В окно видны были земляные валы с горками ядер, цейхгаузы, полосатая гарнизонная будка, деревянная церковь Петра и Павла. Под шпицем церкви висели колокола, и приставленные к ним солдаты каждый час по голландскому обычаю разыгрывали небольшую прелюдию. Только эта русскими руками на морозе вызваниваемая прелюдия да разве ещё праздничный грохот трёхсот пушек с крепостных верок и достигали ушей прекрасной пленницы. Меж тем наряженный по приказанию Петра уголовный суд подбирал обвинительные материалы. Спасая свою жизнь, Орлов писал из каземата письмо за письмом. В этих письмах в беспамятстве страха он лгал и наговаривал на свою несчастную любовницу, словно любовь её оказалась таким же тягостным государственным преступлением, как «слово и дело государево», как сообщничество с Алексеем Петровичем, как легенда о пришедшем на землю антихристе. Од доносил о том, «чтоб спросили про Марью у Александра Подьячего, у Семёна Маврина, что и они с нею жили блудно, и, что он, Орлов, думал про ребят, что не было у ней от множества». В непревозмогаемом этом страхе за жизнь всё казалось ему преступлением: и любовь, и каждый шаг в прошлом, и даже собственная жизнь. И тем удивительнее, тем прекраснее была любовь, какую сквозь тюрьму и застенок, до плахи, с торжественностью подъятого знамени пронесла Мария Гамильтон.
21 июня 1718 года Гамильтон была допрошена в канцелярии тайных розыскных дел и повинилась во всём. Она повинилась в том, что любила Орлова «больше жизни», что спуталась с ним блудно в царскую поездку по заграницам, когда он сопровождал Петра как денщик, она сопровождала царицу как её горничная. Она повинилась в том, что не ладила с Орловым, который при каждом «весёлом часе», — а пил он по обязанности царского приближенного часто, — имел характер ветреный и ненадёжный, а она всякой выдумкой и женской хитростью старалась его приманить. Она повинилась в том, что дарила своему возлюбленному вещи золотые и червонцы — и Пётр Андреевич Толстой приложил ладонь к тугому своему, старчески-полотняному уху, сделав знак писцу, чтоб внимательно записал реестр подаренного. Она повинилась в том, что когда не хватало своих, крала червонцы у государыни, но крала одна, Орлов не знал об её покражах.

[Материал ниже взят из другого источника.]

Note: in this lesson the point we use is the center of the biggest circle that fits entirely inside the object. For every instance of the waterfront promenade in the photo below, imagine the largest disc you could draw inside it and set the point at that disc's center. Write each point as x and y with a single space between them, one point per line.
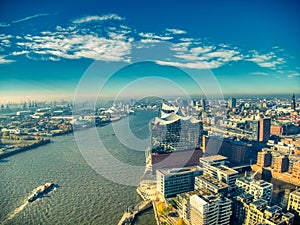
129 216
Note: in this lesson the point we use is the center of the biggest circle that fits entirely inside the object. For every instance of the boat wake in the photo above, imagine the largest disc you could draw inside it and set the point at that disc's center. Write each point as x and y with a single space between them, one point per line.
16 211
42 190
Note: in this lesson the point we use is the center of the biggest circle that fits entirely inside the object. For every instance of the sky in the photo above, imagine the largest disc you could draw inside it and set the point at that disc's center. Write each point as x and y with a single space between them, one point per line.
50 49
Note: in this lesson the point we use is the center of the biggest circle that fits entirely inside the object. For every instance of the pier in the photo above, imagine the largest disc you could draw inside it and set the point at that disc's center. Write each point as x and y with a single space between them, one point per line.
129 216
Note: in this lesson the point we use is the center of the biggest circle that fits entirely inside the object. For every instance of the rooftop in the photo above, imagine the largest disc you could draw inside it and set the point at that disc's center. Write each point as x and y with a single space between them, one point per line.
213 181
213 158
227 170
179 170
296 192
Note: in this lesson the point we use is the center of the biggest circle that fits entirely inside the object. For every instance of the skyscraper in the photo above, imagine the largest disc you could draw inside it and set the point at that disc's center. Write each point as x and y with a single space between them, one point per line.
264 129
293 105
255 130
294 203
176 139
231 102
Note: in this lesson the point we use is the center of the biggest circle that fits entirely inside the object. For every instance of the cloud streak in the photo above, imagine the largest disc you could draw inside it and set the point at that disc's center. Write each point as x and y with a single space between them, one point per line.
29 17
89 37
88 19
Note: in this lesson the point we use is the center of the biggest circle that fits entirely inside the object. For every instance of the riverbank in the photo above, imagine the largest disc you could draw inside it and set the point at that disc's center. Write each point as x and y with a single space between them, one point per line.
40 142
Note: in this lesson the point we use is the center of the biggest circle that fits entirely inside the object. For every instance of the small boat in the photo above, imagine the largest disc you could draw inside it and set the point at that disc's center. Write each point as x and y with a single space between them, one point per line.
40 191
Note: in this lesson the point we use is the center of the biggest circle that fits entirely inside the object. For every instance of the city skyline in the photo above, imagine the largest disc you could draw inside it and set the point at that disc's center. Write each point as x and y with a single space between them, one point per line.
250 49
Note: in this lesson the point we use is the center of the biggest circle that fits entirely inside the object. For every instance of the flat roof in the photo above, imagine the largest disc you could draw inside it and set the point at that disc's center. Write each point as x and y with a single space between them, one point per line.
180 170
296 192
213 158
213 181
227 170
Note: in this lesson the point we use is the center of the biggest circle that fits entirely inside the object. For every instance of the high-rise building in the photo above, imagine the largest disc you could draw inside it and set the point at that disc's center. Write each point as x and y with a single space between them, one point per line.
240 207
208 208
260 189
206 182
171 182
203 104
175 140
281 163
264 158
260 213
222 173
294 203
296 170
264 129
231 102
293 105
255 130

Она повинилась и в том, что ревновала Орлова к Авдотье бой-бабе, генеральше Чернышёвой, на какую он взялся было заглядываться, и мечтала погубить свою соперницу, для чего придумывала историю об угрях на носу императрицы, какие происходят якобы от тайной страсти императрицы кушать пчелиный воск.
На столе Толстого колыхался огонёк в каганце, рядом с каганцом лежал чёрный его алонжевый парик: потирая лысую голову платком, он с цепкой внимательностью разглядывал лицо стоявшей перед ним преступницы. О, как отменно знал он эту растерянную гордость приближённого, вчера обласканного царём человека, который — видишь ты, как превратны человеческие судьбы! — сегодня приходил сюда, в застенок, к плетям и к дыбе.
— Матушка, — после долгой паузы проговорил Толстой, оправляя пальцем зачадивший каганец, который вспыхнул, осветив, будто заревом, потный его розовый череп, — не упомнишь ли, что говорил тебе Орлов, не называл ли царя как зазорно, может, и ты называла царя зазорно? Может, сообщников каких знаешь?
— Нет, не знаю никого…
— Ты говоришь, — продолжал Толстой, — ревновала его к Авдотье, а про Авдотью чего не упомнишь ли?
Гамильтон вздрогнула. Одно слово — и соперница станет рядом, и собственная мука, разбавленная мукой другого, покажется легче.
— Нет, и за Авдотьей не помню ничего…
— Точно, матушка, не упомнишь?
— Точно, батюшка, не упомню ничего, — отвечала Гамильтон тем же ласковым, почти нараспев голосом, каким разговаривал с ней Толстой. В застенке никогда не кричали на человека, чтобы не испугать его громким голосом.